Whilst there are recommendations on best practice for translating algorithmic potential into clinical impact23, few organizations have meaningfully implemented machine learning algorithms in daily practice. The reality is that most healthcare organizations do not have the expertize or resources to develop machine learning algorithms beyond proof of concept themselves and as such are beginning to rely on third party partners including prominent technology companies who have entered this area24.

Algorithms trained on private data or public benchmark datasets will need to be validated locally to ensure that promised algorithmic performance is delivered for local patients. In fact, in recent guidance, the Radiological Society of North America25 stipulated that an external test set should be used for final statistical reporting of algorithms in research. To implement this guidance in research or to validate algorithmic performance for translation of research into practice there is a common need: local benchmark datasets. This necessitates a process of creation and curation of local benchmark datasets for individual healthcare organizations, or more realistically collections thereof, that is analogous to the creation of national or global benchmark datasets as previously described.

Whilst it appears desirable for all benchmark datasets to be highly curated to improve the efficiency of creating models, the reality is that once these models are created and validated, they will have to be applied to real world health data which is typically less clean and less complete26. As such the performance of algorithms on benchmark datasets will typically not reflect real world performance. For this reason, local benchmark datasets should reflect operational data such that live, unprocessed data can be run through algorithms to validate performance at the frontlines.

Even so, these measures are not a guarantee of enduring performance.
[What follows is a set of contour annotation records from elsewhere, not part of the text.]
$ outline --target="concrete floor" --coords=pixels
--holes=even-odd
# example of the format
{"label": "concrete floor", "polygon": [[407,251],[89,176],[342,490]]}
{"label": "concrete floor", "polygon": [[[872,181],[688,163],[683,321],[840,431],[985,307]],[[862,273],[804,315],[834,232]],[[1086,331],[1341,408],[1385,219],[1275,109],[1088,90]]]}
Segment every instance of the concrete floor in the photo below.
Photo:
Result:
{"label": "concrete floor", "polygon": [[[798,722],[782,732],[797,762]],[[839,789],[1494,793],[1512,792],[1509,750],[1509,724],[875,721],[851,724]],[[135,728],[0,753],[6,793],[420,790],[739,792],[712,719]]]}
The performance of an algorithm will potentially decrease over time: for example, an algorithm that predicts acute kidney injury was implemented at several Veterans Administration hospitals. Within a few years, the model started overestimating risk, and the magnitude of overestimations increased over time27. Similarly, Google flu trends initially set a performance benchmark in 2010, but by 2013, shifts in the manner that the public searched for terms related to flu on Google search eroded the performance of the algorithm28. This need for updating in the face of changes in the data generating process is a common need for all algorithms.

Conclusion

Benchmark datasets are essential for computational research in healthcare. These datasets should be created by intentional design that is mindful of social and health system priorities. If a deliberate and systematic approach is not followed, not only will the considerable benefits of clinical algorithms fail to be realized, but the potential harms may be regressively incurred across existing gradients of social inequity29.